Dosyaya sunulan, davacı ve davalı ile dava dışı …AŞ. … şubesi arasında 01/02/2021 tarihinde düzenlenen “Protokol” başlıklı sözleşmenin 2.maddesinde; … A.Ş bünyesindeki otel faaliyetinde bulunan işletmenin Türk Ticaret Kanunu uyarınca bölünerek yeni kurulan grup şirketi … Şirketine devredildiği, bölünmenin sonucu olarak otelin işletilmesi için … tarafından akdedilen tüm sözleşmelerin devralan … şubeye devredildiği aynı sözleşmenin, 3.maddesinde; protokolün tedarikçi ve devreden arasında imzalanan ve protokol ekinde yer alan 04/04/2019 tarihli Elektrik Enerjisi Satış Sözleşmesinin, sözleşmeye ek olarak imzalanan 02/12/2020 tarihli protokolde yer alan tüm hak ve yükümlülüklerin devralana devredilmesi konusunda tarafların mutabakatını içerdiğinin kararlaştırıldığı anlaşılmaktadır.

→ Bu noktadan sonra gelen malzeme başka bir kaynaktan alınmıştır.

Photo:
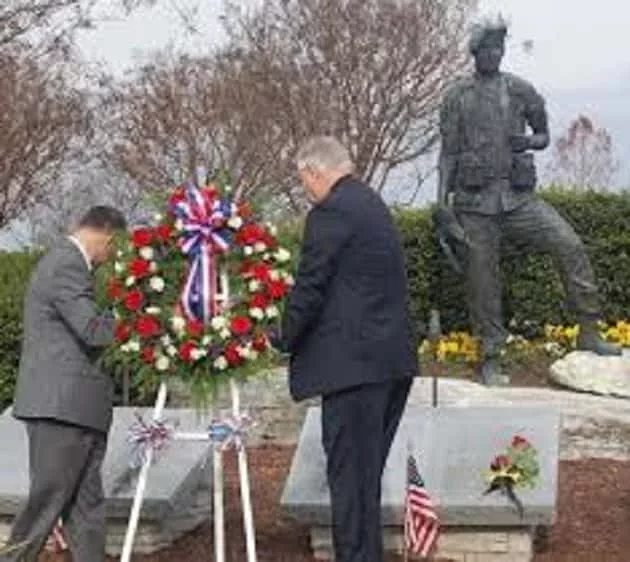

Davacının tarafı haline geldiği 04/04/2019 tarihli Elektrik Enerjisi Satış Sözleşmesinin “Birim Satış Fiyatı ve Tedarik Tarihleri” başlıklı 10.maddesinde birim satış fiyatının 0,417 TL/ kWh olarak kararlaştırıldığı ve tüketim noktalarının …, …, … abone nolu adresler olarak belirlendiği, yine davacının taraf haline geldiği 02/12/2020 tarihli “ek protokol-1 başlıklı sözleşmede Elektrik Enerjisi Satış Sözleşmesinin süresinin satış bilgileri formunda belirtilen şartlarla 31/12/2021 tarihine kadar uzatılması hususunda anlaşmaya varıldığı, 03/08/2020 tarihli satış bilgileri formu ek-1’de tedarik başlangıç tarihinin 01/01/2021, sözleşme bitiş tarihinin 31/12/2021 olarak kararlaştırıldığı “sabit birim fiyat” yazılı satırın işaretlendiği ve birim fiyatın 496 TL/ MWh olarak kararlaştırıldığı sayaç bilgileri formu ek-2’de tüketim noktasının Göltürkbükü mahallesi 314 sokak no:10 Bodrum/ Muğla adresi olarak belirlendiği anlaşılmıştır.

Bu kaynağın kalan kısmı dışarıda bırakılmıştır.